Zeznanie III (LPR/3/2015)

logo-wybrane_LPR-white

 

Złoty Paw
Monika

 

Przesłuchanie rozpoczęło się od swobodnej wypowiedzi przesłuchiwanej.
Nie lubię mówić o mojej chorobie. Wiedzą o niej tylko nieliczne osoby – najbliższa rodzina, przyjaciółki, znajomi ze stowarzyszeń. Mówię tylko tym, od których nie wyczuwam współczucia. Nie lubię i nie chcę, by inni traktowali mnie w odmienny sposób. Chcę być postrzegana jako osoba zdrowa, a nie chora, w pełni korzystająca z życia. Mam 27 lat.

Przesłuchująca zapytała, jak zmieniało się myślenie Moniki na przestrzeni diagnoza – leczenie – kontrole?
Przed operacją nie wiedziałam, że to, co przez dwa lata próbowano zdiagnozować, to nowotwór. Podeszłam do niej właściwie na luzie. W trakcie operacji okazało się, że umiejscowienie i budowa narośli sugerują, że może to być nowotwór. Powiadomił mnie o tym lekarz, gdy przebudziłam się po operacji. Później musiałam czekać na wynik badań histopatologicznych. Rzeczywiście podejrzenia lekarzy zostały potwierdzone. To był GIST (ang. gastrointestinal stromal tumor) – nowotwór podścieliskowy przewodu pokarmowego, bardzo rzadki. Ta kolejność zdarzeń spowodowała, że w zasadzie przez rok, a może dwa, ciężko było mi uwierzyć, że zoperowano u mnie nowotwór. Nie miałam chemii, ominęło mnie chodzenie do onkologów, nie leżałam długo w szpitalu, bardzo szybko wróciłam do sił. Wycinek, który pobrano w trakcie operacji, był analizowany przez kilku specjalistów. Ja za każdym razem miałam nadzieję, że lekarz, który na niego spojrzy, powie, że to coś innego. Że się pomylono – to nie jest nowotwór, tylko np. torbiel. Rzeczywistość była jednak inna. Otrzymywałam kolejne parametry guza i diagnozy, że to był GIST. Wiedziałam, że jest wysokie ryzyko nawrotu. W moim przypadku to 75 %. Przez długi czas byłam właściwie przekonana, że choroba do mnie wróci. Chciałam, żeby to stało się jak najszybciej, żebym nie musiała już żyć w niepewności i ciągłym oczekiwaniu. To we mnie ewoluowało. W końcu dopuściłam do siebie myśl, że jestem wśród 25 % osób, które nie zachorują, a nie wśród 75 %, które będą miały nawrót. To było trudne, ale mi się udało.

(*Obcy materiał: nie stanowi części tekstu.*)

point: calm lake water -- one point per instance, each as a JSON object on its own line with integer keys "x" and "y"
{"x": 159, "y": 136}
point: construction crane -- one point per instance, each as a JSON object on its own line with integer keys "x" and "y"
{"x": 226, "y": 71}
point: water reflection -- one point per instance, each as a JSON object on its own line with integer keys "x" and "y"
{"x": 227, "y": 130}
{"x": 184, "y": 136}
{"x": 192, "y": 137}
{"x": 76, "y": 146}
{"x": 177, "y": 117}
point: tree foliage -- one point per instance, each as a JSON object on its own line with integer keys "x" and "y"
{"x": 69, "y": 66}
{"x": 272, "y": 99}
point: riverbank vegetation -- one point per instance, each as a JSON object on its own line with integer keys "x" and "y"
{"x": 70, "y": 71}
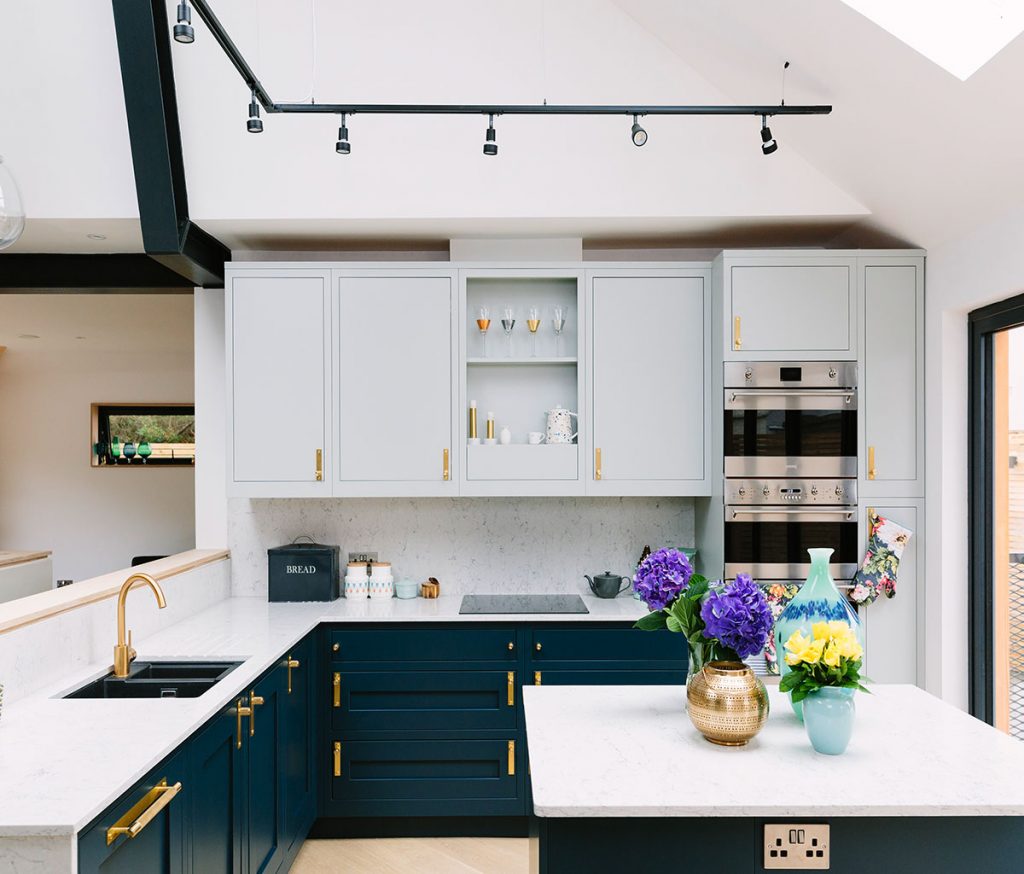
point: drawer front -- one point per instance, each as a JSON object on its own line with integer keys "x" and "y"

Przesłuchująca dopytała o obwinianie za chorobę, bunt, godzenie się z diagnozą.
Winić? Nikogo ani niczego nie winiłam. Raczej zastanawiałam się, dlaczego to akurat ja musiałam trafić w ten marny procencik chorych na GIST (statystycznie każdego roku na tę chorobę zapada około 400 Polaków). Dziś rozumiem to tak – dlaczego ktoś inny miałby być na moim miejscu? Prawdopodobieństwo dla każdego z nas jest takie samo. Ja mam umysł ścisły, więc takie rozumowanie jest mi bliskie. Myślę sobie też, że zachorowałam dlatego, żebym mogła pomóc komuś innemu, żebym mogła to dzisiaj zeznać. By ktoś, kto jest teraz diagnozowany, mógł to przeczytać. Chcę mu powiedzieć, że choroba onkologiczna pozwala żyć normalnie. To zależy od nas. Ja poznałam wielu wspaniałych, inspirujących ludzi w stowarzyszeniach, do których należę. Mam bardzo dobrą pracę, a już po diagnozie wyszłam za mąż i urodziłam śliczną, zdrową córeczkę.

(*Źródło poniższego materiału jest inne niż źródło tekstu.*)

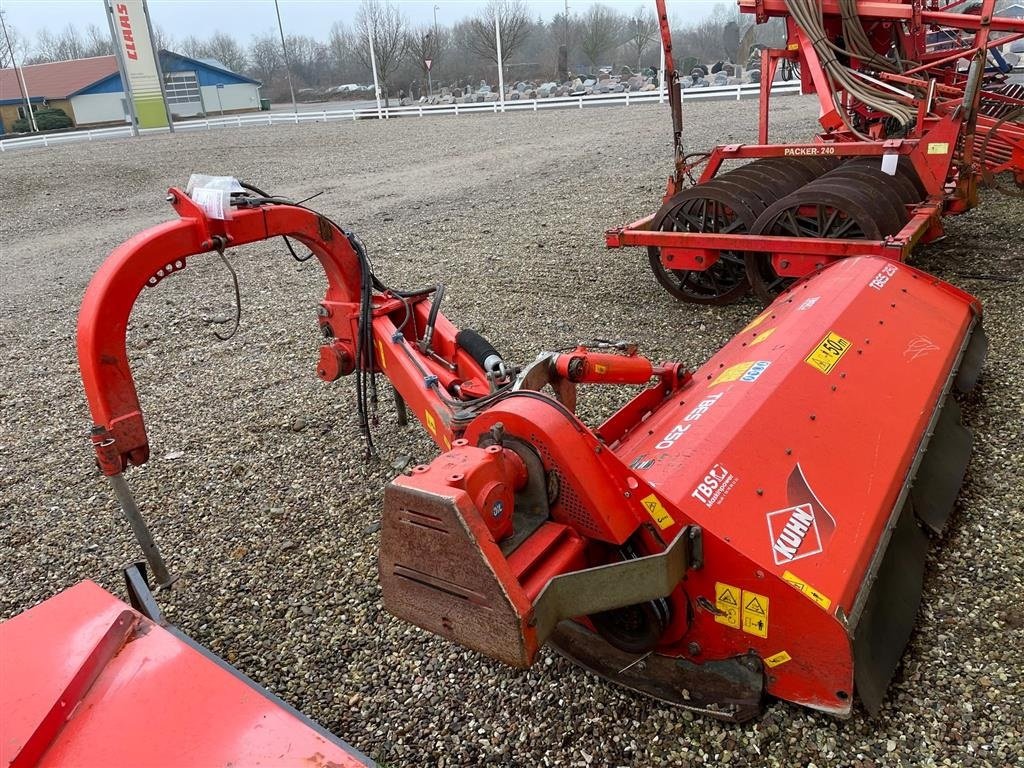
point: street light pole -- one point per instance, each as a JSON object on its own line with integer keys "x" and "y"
{"x": 501, "y": 74}
{"x": 373, "y": 66}
{"x": 288, "y": 64}
{"x": 428, "y": 62}
{"x": 20, "y": 78}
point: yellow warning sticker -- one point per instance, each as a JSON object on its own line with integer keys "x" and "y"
{"x": 657, "y": 511}
{"x": 727, "y": 602}
{"x": 755, "y": 613}
{"x": 828, "y": 352}
{"x": 757, "y": 322}
{"x": 732, "y": 373}
{"x": 807, "y": 590}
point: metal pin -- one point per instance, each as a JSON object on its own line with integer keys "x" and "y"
{"x": 634, "y": 664}
{"x": 141, "y": 531}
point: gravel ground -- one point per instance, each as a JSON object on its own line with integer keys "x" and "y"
{"x": 258, "y": 492}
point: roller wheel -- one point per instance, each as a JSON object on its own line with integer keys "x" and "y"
{"x": 635, "y": 629}
{"x": 707, "y": 208}
{"x": 824, "y": 209}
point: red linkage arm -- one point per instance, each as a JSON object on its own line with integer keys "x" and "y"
{"x": 119, "y": 432}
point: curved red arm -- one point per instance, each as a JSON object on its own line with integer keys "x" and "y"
{"x": 119, "y": 433}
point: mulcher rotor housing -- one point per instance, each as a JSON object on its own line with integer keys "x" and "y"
{"x": 915, "y": 112}
{"x": 754, "y": 527}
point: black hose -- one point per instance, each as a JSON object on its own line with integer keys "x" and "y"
{"x": 478, "y": 347}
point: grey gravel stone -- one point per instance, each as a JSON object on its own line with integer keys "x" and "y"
{"x": 260, "y": 547}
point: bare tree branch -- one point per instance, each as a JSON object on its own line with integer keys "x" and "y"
{"x": 643, "y": 30}
{"x": 390, "y": 33}
{"x": 513, "y": 17}
{"x": 602, "y": 32}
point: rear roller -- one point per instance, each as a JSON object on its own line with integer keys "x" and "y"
{"x": 707, "y": 208}
{"x": 729, "y": 204}
{"x": 848, "y": 203}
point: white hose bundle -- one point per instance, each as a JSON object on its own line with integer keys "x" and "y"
{"x": 808, "y": 15}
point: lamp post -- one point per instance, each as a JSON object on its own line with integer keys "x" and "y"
{"x": 371, "y": 28}
{"x": 288, "y": 64}
{"x": 20, "y": 78}
{"x": 428, "y": 62}
{"x": 501, "y": 74}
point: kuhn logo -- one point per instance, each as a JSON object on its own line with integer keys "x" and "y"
{"x": 795, "y": 534}
{"x": 715, "y": 485}
{"x": 126, "y": 32}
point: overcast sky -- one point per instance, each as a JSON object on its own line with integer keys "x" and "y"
{"x": 246, "y": 17}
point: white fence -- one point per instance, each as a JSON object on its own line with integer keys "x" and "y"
{"x": 273, "y": 118}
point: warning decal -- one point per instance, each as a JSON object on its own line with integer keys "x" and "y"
{"x": 727, "y": 602}
{"x": 732, "y": 373}
{"x": 657, "y": 511}
{"x": 828, "y": 352}
{"x": 757, "y": 322}
{"x": 755, "y": 613}
{"x": 807, "y": 590}
{"x": 777, "y": 658}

Kim są świadkowie Twojego chorowania?
Gdy chorowałam, był blisko mnie mój chłopak. Dziś jest moim mężem. Pokazał, że jest osobą, której mogę w pełni zaufać. Choć przyznam, że słyszał wtedy ode mnie trudne słowa, że nie zrozumie, co ja czuję. A ja nigdy nie usłyszałam od niego nic pesymistycznego. Zawsze mówił mi, że będzie dobrze. Choć jestem Zosią Samosią i ciężko mi prosić o pomoc, to on wtedy mi pomagał. Blisko były też moja mama i przyjaciółki, którym wszystko mówiłam. To byli świadkowie. Wiele osób poznałam w stowarzyszeniach, do których należę.
Miałam przyjaciela. Dziś, gdy o nim rozmawiamy, to już go z nami nie ma. Pamiętam go, jak spełniał swoje marzenia. Był dla mnie inspiracją i wielkim fanem zespołu Dżem. Ja też jestem, ale nie takim, jak on był. Jeździł za zespołem na większość koncertów. Stał się taką osobą, którą zespół zapraszał za kulisy. I wiesz, gdy już był w gorszym stanie, to wtedy oni przyjechali do niego. On był naprawdę wyjątkowy i zdeterminowany. Kiedyś to on spełnił moje marzenie i zabrał mnie na koncert Dżemu i za kulisy. To była, jak śpiewał zespół, „jedna z najlepszych moich chwil”.
Poznałam też kobietę, która w pewnym sensie stała się moją stowarzyszeniową mamą. To jest jedna z pierwszych osób, które poznałam w moim Stowarzyszeniu. Zaopiekowała się mną, gdy zaraz po diagnozie byłam zagubiona. Wiedziała bardzo dużo o tym, co czuję, choć ja tego głośno nie mówiłam. Zawsze mnie rozumiała. Ona jest dla mnie wzorem cierpliwości i dobroci. Kiedy mam gorszy czas, myślę o niej i mówię sobie, że muszę być tak samo dzielna.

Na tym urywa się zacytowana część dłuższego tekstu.